Determining Sources in the Bioluminescence Tomography Problem
Ming-Hui Ding, Rongfang Gong, Hongyu Liu, Catharine W. K. Lo
TL;DR
This paper addresses the bioluminescence tomography (BLT) inverse source problem under the diffusion approximation, aiming to reconstruct an internal light source from boundary measurements. It advances the theory by proving uniqueness for sources of the form $q=\varphi\chi_\omega$ when the domain $\omega$ is either a $C^2$-smooth region or a polyhedral/corona-shaped region, using a single boundary datum, and it supports these results with comprehensive numerical experiments. The authors develop a microlocal CGO-based analysis to handle corners and non-smooth geometries, and they implement a Levenberg-Marquardt inversion with Tikhonov regularization to numerically recover both the support and intensity of the sources.
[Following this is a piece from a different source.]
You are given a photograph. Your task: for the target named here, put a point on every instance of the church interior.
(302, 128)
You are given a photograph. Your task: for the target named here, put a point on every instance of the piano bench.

The work broadens the class of geometries for which BLT uniqueness can be guaranteed and demonstrates practical recoverability for both smooth and non-smooth source domains, with potential impact on in vivo imaging and related biomedical applications.
Abstract
In this paper, we revisit the bioluminescence tomography (BLT) problem, where one seeks to reconstruct bioluminescence signals (an internal light source) from external measurements of the Cauchy data. As one kind of optical imaging, the BLT has many merits such as high signal-to-noise ratio, non-destructivity and cost-effectiveness etc., and has potential applications such as cancer diagnosis, drug discovery and development as well as gene therapies and so on. In the literature, BLT is extensively studied based on diffusion approximation (DA) equation, where the distribution of peak sources is to be reconstructed and no solution uniqueness is guaranteed without adequate a priori information. Motivated by the solution uniqueness issue, several theoretical results are explored. The major contributions in this work that are new to the literature are two-fold: first, we show the theoretical uniqueness of the BLT problem where the light sources are in the shape of $C^2$ domains or polyhedral- or corona-shaped; second, we support our results with plenty of problem-orientated numerical experiments.